Charles River Basin in Boston

May 19, 2006

Charles_basin_winter_dawn copy

Provided and copyright by: Rob Sheridan
Summary authors & editors: Rob Sheridan

This photo of Boston across the Charles River Basin was taken from the north (Cambridge) side of the Basin as the Sun rose early on a cold morning this past February. The Charles River was named for King Charles I of England by Captain John Smith during his exploration of New England in 1614. The river takes a meandering 80 mile (128 km) course through eastern Massachusetts, separating Cambridge from Boston before emptying into Boston’s Inner Harbor. Called the “Charles River Basin,” the last 3 miles (5 km) of the river is a creation by civil engineers, and an amazingly successful example of a durable, planned urban landscape. These daring engineers essentially transformed tidal salt water mud flats into a fresh water lake -- the Charles River Basin.

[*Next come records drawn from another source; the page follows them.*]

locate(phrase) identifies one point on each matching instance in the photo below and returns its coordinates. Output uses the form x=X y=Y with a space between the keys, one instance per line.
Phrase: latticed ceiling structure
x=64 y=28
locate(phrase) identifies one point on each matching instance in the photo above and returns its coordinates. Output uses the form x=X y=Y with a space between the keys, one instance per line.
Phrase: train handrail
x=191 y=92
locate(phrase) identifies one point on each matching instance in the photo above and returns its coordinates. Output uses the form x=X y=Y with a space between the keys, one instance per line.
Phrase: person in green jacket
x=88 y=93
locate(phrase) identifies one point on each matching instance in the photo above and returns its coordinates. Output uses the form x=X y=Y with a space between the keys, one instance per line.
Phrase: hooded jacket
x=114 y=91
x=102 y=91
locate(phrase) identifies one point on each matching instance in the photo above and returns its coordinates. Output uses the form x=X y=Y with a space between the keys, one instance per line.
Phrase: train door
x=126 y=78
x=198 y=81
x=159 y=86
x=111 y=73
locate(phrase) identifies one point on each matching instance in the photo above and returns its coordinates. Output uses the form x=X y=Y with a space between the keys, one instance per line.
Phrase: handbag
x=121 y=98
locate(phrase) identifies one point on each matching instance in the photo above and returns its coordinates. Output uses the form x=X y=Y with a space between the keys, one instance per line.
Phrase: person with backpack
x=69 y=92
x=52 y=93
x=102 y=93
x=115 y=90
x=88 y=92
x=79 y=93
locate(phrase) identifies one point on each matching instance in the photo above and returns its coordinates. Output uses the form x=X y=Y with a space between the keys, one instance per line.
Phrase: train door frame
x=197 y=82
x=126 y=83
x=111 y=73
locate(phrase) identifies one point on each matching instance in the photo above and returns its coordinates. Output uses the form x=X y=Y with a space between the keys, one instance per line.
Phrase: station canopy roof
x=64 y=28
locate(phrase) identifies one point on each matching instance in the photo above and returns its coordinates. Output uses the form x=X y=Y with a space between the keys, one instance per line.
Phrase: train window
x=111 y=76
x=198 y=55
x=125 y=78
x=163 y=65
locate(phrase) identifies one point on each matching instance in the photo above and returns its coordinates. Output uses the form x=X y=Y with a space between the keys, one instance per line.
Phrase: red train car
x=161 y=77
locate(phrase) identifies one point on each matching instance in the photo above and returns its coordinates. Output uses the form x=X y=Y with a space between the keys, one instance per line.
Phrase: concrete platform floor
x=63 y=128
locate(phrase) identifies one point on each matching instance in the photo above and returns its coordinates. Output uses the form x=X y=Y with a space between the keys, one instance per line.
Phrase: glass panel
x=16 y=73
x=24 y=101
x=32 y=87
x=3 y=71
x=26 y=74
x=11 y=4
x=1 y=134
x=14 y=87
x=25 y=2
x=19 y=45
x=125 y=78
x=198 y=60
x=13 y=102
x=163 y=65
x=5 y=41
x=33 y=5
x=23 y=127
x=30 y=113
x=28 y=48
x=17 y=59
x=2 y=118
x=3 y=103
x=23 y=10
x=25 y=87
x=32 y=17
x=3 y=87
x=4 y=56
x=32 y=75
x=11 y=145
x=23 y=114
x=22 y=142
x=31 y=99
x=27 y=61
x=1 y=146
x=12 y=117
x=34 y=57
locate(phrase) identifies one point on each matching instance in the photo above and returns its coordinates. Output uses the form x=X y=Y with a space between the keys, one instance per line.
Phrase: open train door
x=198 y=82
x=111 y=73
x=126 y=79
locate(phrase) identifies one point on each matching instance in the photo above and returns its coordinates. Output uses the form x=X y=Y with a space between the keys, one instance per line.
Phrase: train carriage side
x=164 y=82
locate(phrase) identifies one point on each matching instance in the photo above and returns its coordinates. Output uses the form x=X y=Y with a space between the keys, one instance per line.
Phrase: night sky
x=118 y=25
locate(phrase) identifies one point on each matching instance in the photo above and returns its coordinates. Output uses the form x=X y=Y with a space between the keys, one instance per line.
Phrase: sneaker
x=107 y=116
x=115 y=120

Central to the effort to create the Charles River Basin was prominent Boston banker (and former Harvard oarsman) James Jackson Storrow. To create this urban lake, the Charles estuary had to be dammed. The first dam was completed in 1910 and is now the site of Boston’s Museum of Science. Closer to the sea, the current dam was finished in 1978 and includes six huge pumps capable of moving fresh water out to sea against a high tide to provide flood control for the Charles River Basin and watershed. It also includes a lock for boats and a ladder for fish to allow movement between the fresh water basin and the salt water harbor.

This construction transformed the distal Charles from a broad tidal estuary and extensive mud flats, into a large fresh water basin with a stable water level. The Charles River Basin remains a popular and increasingly clean tribute to those civil engineers who make urban environments more liveable.

The photo also features a Sun pillar and a glaze of ice forming on the quiet water.